Mind the Power Position

Nancy Kress on How to End a Paragraph

by Jack Windeyer

Have you ever read a story that pulls you forward through the narrative seemingly without effort? Each paragraph pushes your attention forward, like a well-timed paddle from an olympic rowing crew. For me, the writer who best exemplifies this is Octavia Butler. Even if I’m rereading a story of hers to study how it works, I get lost in the plot and end up reading the final line before I know it. How does an author learn to do that?

science fiction painting
Image copyright James Gurney

In her book, Beginnings, Middles & Ends, Nancy Kress explains that

the last sentence of a scene, just before the scene break, is the power position (just as the last word in a paragraph is a power position, and the last line of a chapter, and the last paragraph of a novel). Make it count. The closing sentence of a first scene should evoke some emotion—not blatantly, but through a telling detail that means more than just itself.

So, every paragraph’s end is an opportunity to re-engage your reader, to keep them interested. Easily said, but how does this look in action? Let’s take a look at a couple of examples. Take, for instance, a single, long paragraph from Becky Chambers’s novella titled “A Psalm for the Wild-Built.”

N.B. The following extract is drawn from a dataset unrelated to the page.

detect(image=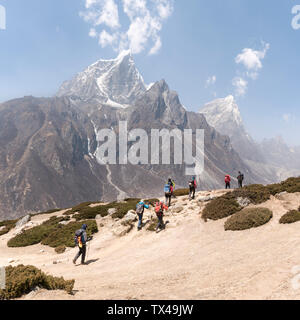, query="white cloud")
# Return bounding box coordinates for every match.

A forest floor, the Woodland villagers knew, is a living thing. Vast civilizations lay within the mosaic of dirt: hymenopteran labyrinths, rodential panic room, life-giving airways sculpted by the traffic of worms, hopeful spiders’ hunting cabins, crash pads for nomadic beetles, trees shyly locking toes with one another. It was here that you’d find the resourcefulness of rot, the wholeness of fungi. Disturbing these lives through digging was a violence–though sometimes a needed one, as demonstrated by the birds and white skunks who brashly kicked the humus away in necessary pursuit of a full belly. Still, the human residents of this place were judicious about what constituted actual necessity, and as such, disturbed the ground as little as possible. Careful trails were cut, of course, and some objects–cisterns, power junctions, trade vehicles, and so on–had no option but to live full-bodied on the ground. But if you wanted to see the entirety of a Woodland settlement, the direction to look was up.

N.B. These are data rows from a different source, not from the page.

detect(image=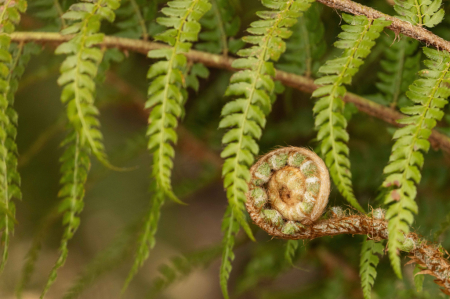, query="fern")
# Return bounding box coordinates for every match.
[313,14,390,212]
[383,48,450,277]
[195,0,243,56]
[394,0,445,28]
[376,36,421,108]
[16,207,60,299]
[277,3,326,77]
[40,131,90,298]
[30,0,76,32]
[219,0,310,243]
[114,0,158,40]
[62,223,137,299]
[122,0,211,292]
[0,0,27,272]
[55,0,120,170]
[359,237,384,299]
[284,240,300,265]
[219,206,239,299]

One of the keys to this paragraph’s success lies in the very last sentence. There is a shift that happens. Everything that has just been described at ground level is now seen from above, raising the question “what does the actual settlement look like?”

Imagine that you’re in bed, about to fall asleep, and you think to yourself just one more paragraph. There is no way you could put it down after that sentence. Chambers leaves the reader no choice but to continue on, which is what you should strive for in your own writing.

Another example can be spotted in Octavia Butler’s short story Blood Child. In this paragraph–near the beginning of the story–the narrator is describing his relationships with a member of an alien species that controls Earth.

When I was little, and at home more, my mother used to try to tell me how to behave with T’Gatoi–how to be respectful and always obedient because T’Gatoi was the Tlic government official in charge of the Preserve, and thus the most important of her kind to deal directly with Terrans. It was an honor, my mother said, that such a person had chosen to come into the family. My mother was at her most formal and severe when she was lying.

Here, too, there is a shift in the final sentence. As Chambers did, Butler withholds a key piece of context until the very end of the sentence, reframing everything that was said before. And, like the previous example, this one also raises a question: “what part of that was a lie?”

I think that’s a good way to think about the power position: leaving the reader with a question or giving them a reason to continue reading.